Салтанов кончил войну подполковником артиллерии и мыслил масштабнее. Он все пушечки расставлял.
– Забавная игра для взрослых людей, – заметила Варвара Григорьевна, жена Салтанова.
– Да что поделаешь, милочка, это война сказывается. Я-то думал, что, как оденусь в штатское, вся эта чушь вылетит из головы. Ан нет. Догоняет. Что особенно досадно.
Александр Васильевич только-только демобилизовался, и больше неправдами, чем правдами. Его не выпускали из армии, сулили должности, разве что не генеральские, скорое производство в полковники, а он все рвался к микроскопам, в тихую свою лабораторию, где что-то там доказывал, препарируя мух и тараканов. У него уж готова была диссертация, вторая подряд, потому что в сороковом году из-за новых веяний пришлось переделывать. Варвара была недовольна переменой семейной судьбы, она уже видела себя в мечтах женой крупного военачальника и по улице Горького ходила, подбирая себе подходящий дом на грандиозных стройках в ее начале. А от нищей лаборатории бабьим чутьем ждала беды.
И дождется ее через два года, когда Александра Васильевича попрут отовсюду, и он еще счастлив окажется, что на свободе, что нашел свой уголок на дезинсекционной станции, где ему под прикрытием создания препаратов от кухонных тварей не мешали заниматься крамольной генетикой. А Варвара станет его ежедневно пилить, и все это плохо кончится – допилит муженька до инфаркта в пятьдесят первом, останется вдовой с двумя детьми и в полном одиночестве: друзья покойника не простят ей предательства, люди особенно жестоки в своей правоте. Особенно если она была гонима, а теперь неопасна.
Но сейчас-то ничего этого еще нет, года не прошло, как мы победили, первый раз природа возвращает солдат в упоительный май. А впереди, после такой трудной, такой тяжелой войны, видится только легкомысленное счастье. Деревни вокруг отстраиваются заново, и едва ли не в каждой пахнет свежим тесом, пилы визжат, топоры стучат. И вот что удивительно – в иных селах даже церкви восстанавливают.
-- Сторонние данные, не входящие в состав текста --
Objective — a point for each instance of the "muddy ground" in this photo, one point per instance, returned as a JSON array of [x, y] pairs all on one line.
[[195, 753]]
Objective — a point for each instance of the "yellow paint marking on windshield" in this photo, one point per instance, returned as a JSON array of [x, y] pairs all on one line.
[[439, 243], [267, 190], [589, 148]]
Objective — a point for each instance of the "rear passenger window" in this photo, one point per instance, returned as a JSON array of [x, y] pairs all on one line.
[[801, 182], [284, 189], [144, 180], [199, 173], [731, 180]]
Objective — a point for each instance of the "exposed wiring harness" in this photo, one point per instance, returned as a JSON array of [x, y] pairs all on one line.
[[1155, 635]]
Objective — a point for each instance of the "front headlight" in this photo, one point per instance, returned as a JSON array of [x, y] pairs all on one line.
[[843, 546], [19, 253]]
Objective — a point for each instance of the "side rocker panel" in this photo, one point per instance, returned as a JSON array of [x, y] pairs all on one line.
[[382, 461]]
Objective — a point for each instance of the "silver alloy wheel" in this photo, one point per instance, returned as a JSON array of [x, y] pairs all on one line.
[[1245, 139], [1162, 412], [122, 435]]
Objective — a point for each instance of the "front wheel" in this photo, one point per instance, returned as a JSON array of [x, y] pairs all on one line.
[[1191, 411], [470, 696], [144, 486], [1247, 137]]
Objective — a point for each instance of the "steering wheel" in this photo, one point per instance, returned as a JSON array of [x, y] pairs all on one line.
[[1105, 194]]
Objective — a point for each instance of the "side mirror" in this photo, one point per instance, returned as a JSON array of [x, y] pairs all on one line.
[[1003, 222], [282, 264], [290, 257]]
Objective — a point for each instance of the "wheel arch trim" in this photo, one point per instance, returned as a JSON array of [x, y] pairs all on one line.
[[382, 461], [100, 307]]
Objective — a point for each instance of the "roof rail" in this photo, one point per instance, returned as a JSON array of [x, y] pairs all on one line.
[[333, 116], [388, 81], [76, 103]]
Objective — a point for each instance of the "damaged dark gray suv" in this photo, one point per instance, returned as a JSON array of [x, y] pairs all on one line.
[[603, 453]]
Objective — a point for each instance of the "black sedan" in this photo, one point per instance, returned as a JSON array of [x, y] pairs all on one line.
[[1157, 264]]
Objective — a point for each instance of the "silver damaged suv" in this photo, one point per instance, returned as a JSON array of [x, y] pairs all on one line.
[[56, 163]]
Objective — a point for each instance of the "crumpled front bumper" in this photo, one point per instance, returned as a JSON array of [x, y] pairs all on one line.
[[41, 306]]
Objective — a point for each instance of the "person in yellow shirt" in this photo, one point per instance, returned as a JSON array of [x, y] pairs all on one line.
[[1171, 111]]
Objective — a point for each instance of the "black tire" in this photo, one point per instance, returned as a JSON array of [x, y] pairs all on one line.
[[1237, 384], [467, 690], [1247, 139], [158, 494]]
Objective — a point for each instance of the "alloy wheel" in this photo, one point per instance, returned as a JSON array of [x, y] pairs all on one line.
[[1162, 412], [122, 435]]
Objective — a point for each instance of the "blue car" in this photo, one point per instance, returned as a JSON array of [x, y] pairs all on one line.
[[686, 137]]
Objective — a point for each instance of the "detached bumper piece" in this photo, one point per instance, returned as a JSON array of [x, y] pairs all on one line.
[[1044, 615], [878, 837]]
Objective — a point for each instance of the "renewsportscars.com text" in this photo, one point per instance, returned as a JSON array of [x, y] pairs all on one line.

Давно ли их сами крушили? Так то сами, а то – иноземный враг. Сталин помирился с православной церковью.
Ну вот и съехались, и уселись за огромным обеденным столом. Кто-то, кажется Левушка, вдруг напомнил, что последний раз почти в этом же составе собрались аккурат 22 июня.
– Сволочь Гитлер, такое воскресенье испортил!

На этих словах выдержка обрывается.